For his Bachelor’s thesis, Saavedra wrote: “I live in two spatial dimensions: one is the street, the other is the art world. I’ve always fought, both conceptually and formally, to find the street in art, and the art in the street.” The artist’s work constantly questions the ethics of the artistic practice, as well as the contradictions of the Cuban social and political context. Lázaro Saavedra fonds pleasure in giving shape to his subversive and ironic thoughts. Through art’s autonomy, he attempts to trigger a collective awareness without compromising.

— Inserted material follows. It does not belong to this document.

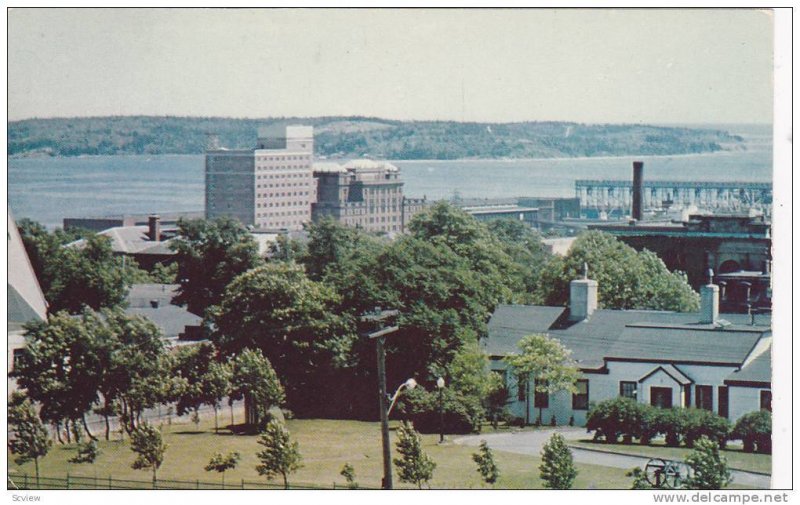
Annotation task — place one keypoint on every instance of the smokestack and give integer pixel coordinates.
(582, 297)
(154, 225)
(638, 190)
(709, 301)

Behind the apparent fickleness of some of his works, one may find a complex apparatus of semantic subtleties and nuances only visible to the curious eye. Another facet of his poetics is suggested in a video produced before his participation to the Cuban Pavilion at the 2013 Venice Biennial. In it, the artist, facing himself, and going through a disenchantment phase towards art, confesses to his other ‘self’ that he never sold a single work to the MoMA, nor did he participate in the Venice Biennial.
For this exhibition, Saavedra offers a transversal overview of his many practices. Beside a selection of videos, paintings, and recent installations, the artist presents his first caricatures from the Añejo 27 series, along with iconic works such as a still life entitled El arte arma de lucha Art as a weapon for struggle, Detector de ideologías [Detector of ideologies] (1989), an interactive device analyzing the level of “ideological divergence”from the person who activates it.
As Lázaro Saavedra’s first solo show in a French gallery, Pensamiento Visual is the opportunity to discover major works from the artist for the first time outside Cuba.